Innowacyjnie zarządzana szkoła. Związkowcy mówią STOP

Władze samorządowe Gdańska uważają, że udało się utworzyć szkołę publiczną, która działa tak dobrze, jak prywatna. Jednak nauczycielskie związki zawodowe torpedują zastosowane rozwiązania jako sprzeczne z obowiązującym prawem. Pierwotnie Wojewódzki Sąd Administracyjny w Gdańsku oddalił skargę związkowców, ale po ponownym rozpatrzeniu sprawy uznał naruszenie prawa.

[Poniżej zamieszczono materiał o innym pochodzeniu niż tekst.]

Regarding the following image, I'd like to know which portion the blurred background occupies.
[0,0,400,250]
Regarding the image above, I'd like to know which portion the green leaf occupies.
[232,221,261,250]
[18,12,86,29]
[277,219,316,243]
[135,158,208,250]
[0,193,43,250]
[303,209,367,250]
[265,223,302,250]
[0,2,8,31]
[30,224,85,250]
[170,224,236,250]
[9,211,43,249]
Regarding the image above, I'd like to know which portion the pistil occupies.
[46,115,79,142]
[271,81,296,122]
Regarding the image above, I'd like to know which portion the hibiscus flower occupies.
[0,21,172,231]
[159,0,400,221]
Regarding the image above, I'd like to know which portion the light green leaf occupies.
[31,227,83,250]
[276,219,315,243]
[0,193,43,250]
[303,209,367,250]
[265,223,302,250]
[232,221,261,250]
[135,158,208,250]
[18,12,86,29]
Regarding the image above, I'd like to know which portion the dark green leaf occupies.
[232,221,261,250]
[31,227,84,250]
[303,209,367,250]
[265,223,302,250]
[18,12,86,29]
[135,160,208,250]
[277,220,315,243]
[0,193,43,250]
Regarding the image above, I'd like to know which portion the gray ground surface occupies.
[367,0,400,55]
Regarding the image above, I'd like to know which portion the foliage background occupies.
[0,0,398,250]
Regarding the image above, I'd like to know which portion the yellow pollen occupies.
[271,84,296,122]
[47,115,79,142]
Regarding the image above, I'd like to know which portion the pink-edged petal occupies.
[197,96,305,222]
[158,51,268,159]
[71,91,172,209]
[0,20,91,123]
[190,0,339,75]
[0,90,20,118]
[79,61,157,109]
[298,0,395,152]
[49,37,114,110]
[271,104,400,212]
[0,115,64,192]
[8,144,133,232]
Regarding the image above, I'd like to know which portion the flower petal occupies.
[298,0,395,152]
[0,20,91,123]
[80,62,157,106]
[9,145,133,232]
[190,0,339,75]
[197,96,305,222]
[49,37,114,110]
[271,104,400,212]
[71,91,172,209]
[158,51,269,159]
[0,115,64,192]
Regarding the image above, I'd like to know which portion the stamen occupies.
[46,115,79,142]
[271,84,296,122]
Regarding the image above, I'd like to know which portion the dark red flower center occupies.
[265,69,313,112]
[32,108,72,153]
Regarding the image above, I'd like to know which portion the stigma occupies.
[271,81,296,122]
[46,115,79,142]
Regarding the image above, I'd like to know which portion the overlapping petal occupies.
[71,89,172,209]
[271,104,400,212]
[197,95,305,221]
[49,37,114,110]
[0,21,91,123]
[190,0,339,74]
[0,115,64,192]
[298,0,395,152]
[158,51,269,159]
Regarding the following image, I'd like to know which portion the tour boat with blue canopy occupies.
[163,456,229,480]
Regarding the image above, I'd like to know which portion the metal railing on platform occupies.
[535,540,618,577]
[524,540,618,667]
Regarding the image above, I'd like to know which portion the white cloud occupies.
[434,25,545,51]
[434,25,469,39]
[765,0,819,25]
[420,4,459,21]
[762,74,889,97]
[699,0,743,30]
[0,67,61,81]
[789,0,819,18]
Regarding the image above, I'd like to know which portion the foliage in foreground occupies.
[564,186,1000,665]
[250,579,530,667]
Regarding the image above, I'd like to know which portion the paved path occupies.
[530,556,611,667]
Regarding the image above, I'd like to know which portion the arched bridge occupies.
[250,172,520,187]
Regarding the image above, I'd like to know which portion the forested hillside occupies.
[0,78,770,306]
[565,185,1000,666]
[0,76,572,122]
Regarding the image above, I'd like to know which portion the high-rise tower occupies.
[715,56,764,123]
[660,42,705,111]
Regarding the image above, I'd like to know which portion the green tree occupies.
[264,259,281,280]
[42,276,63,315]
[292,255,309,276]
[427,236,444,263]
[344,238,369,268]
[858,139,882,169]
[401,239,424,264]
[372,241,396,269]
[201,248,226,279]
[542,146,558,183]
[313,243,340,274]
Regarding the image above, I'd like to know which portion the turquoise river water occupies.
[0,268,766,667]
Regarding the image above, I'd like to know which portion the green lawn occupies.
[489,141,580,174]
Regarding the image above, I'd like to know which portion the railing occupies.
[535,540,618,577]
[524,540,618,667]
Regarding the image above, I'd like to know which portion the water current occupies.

W tym tygodniu powinno być znane pisemne uzasadnienie, które wyjaśni charakter decyzji sędziów.
17.11.2015
Więcej artykułów poświęconych Gdańskowi znajdziesz na stronie głównej gdansk.pl

Szkoła przy Azaliowej jest oczkiem w głowie gdańskiego samorządu. Wybudowano m.in. świetną bazę sportową - nowoczesną salę gimnastyczną, kryty basen i boiska pod gołym niebem.

Pierwszy wyrok uradował szkolną społeczność, drugi postawił znaki zapytania. Pod koniec października ponad 800 gdańskich rodzin poczuło niepokój o to, gdzie dalej będą uczyły się ich dzieci. Czy nadal w Pozytywnej Szkole Podstawowej w Kokoszkach im. Arama Rybickiego. 

- Zapewniam rodziców i zapewniam dzieci, że tak samo jak jutro wybiorą się do szkoły na Azaliowej, tak i w kolejnych dniach do szkoły będą chodzić - uspokajał w Telewizji Gdańsk Piotr Kowalczuk, zastępca prezydenta miasta ds. polityki społecznej. - Szkoła normalnie funkcjonuje, proszę się nie bać. Co jest bardzo istotne: przez sąd zostało podważone zarządzenie o najem lokalu, o najem budynku, nie o samo powołanie szkoły.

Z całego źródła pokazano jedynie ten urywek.